Top articles of the week | August 5th

August 4, 2018

Every week, we put together a list of our top 5 articles of the past week. Happy reading!

How E-Commerce Is Transforming Rural China The New Yorker

I know we’ve covered ecommerce in China in recent newsletters but the story is endlessly fascinating to me. Understanding how an entire ecosystem can be built and the strategy behind it is remarkable. This is the story of, one of the world’s largest tech companies in terms of revenue and how its founder has managed to bring the entire country closer together.

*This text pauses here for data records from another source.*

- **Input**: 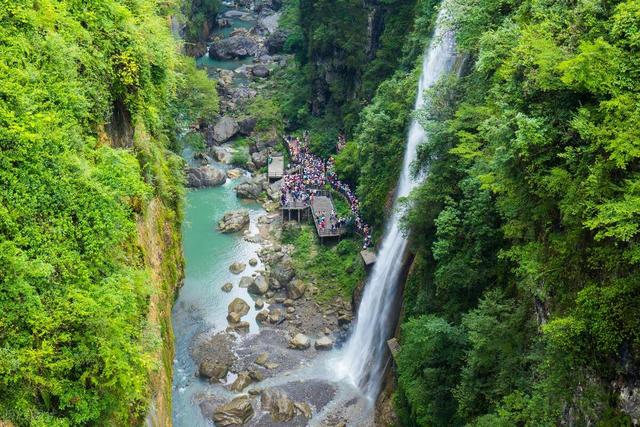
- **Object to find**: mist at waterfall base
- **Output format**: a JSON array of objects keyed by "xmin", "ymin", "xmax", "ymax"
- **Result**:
[{"xmin": 337, "ymin": 5, "xmax": 456, "ymax": 400}]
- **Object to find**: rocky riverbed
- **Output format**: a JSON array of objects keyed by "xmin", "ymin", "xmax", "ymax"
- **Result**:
[{"xmin": 173, "ymin": 0, "xmax": 372, "ymax": 427}]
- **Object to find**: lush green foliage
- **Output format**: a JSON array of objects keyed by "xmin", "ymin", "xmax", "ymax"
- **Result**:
[
  {"xmin": 0, "ymin": 0, "xmax": 205, "ymax": 426},
  {"xmin": 392, "ymin": 0, "xmax": 640, "ymax": 426}
]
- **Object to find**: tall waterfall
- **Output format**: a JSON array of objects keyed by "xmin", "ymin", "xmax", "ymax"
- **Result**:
[{"xmin": 338, "ymin": 5, "xmax": 456, "ymax": 399}]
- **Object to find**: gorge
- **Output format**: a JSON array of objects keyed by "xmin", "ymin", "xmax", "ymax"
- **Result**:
[{"xmin": 0, "ymin": 0, "xmax": 640, "ymax": 427}]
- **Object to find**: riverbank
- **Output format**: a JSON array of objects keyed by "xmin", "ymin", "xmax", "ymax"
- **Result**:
[{"xmin": 173, "ymin": 1, "xmax": 372, "ymax": 426}]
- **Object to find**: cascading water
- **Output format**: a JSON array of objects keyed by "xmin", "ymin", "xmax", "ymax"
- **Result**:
[{"xmin": 338, "ymin": 2, "xmax": 456, "ymax": 399}]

How Amy Hood Won Back Wall Street and Helped Reboot Microsoft Bloomberg

Amy Hood is the longest tenured Microsoft at CFO since the 90s. Since she’s taken over the role, the company’s share price has grown to new heights. She helped diversify revenue streams and is a close business partner to the CEO. An interesting insight of her bio in Bloomberg is the use of machine learning to generate financial forecasts and models.

The Rise of the Last-Mile Exchange strategy+business

As ecommerce continues to grow, so does the need for last mile delivery. The challenge for last mile delivery remains profitability. It is predicated on the transportation provider’s route density — how many packages can be delivered on a given delivery run, and the drop size — how many packages or items are delivered at each stop. The article proposes a last mile exchange to help solve the issue across the multiple players in the value chain.

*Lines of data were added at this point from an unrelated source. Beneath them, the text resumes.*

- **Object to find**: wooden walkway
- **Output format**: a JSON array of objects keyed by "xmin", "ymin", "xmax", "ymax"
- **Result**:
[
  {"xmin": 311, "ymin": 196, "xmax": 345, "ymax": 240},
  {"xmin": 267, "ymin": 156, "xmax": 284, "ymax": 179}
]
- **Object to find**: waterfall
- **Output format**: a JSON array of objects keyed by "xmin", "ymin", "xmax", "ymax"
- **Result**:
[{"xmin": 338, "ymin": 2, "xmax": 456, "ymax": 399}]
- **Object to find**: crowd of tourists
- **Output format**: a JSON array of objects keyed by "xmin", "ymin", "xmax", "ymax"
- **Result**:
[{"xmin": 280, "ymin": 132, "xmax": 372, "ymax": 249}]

‘The discourse is unhinged’: how the media gets AI alarmingly wrong The Guardian

The media’s take on AI research is absurdly wrong. Case in point on an experiment at Facebook that created sensationalist headlines that had nothing to do with the actual result of the test. The author of this article argues that these types of claims hinder progress in the field but more importantly distracts from the real issues.

Agile Makes No Sense Hacker Noon

I like articles that go against my confirmation bias. We’re fans of employing agile at the strategy and management level and we’re trying to constantly improve our method. The author argues that blind devotion to the principles doesn’t make sense. What is required is to contextualize an agile implementation and starting with small incremental steps.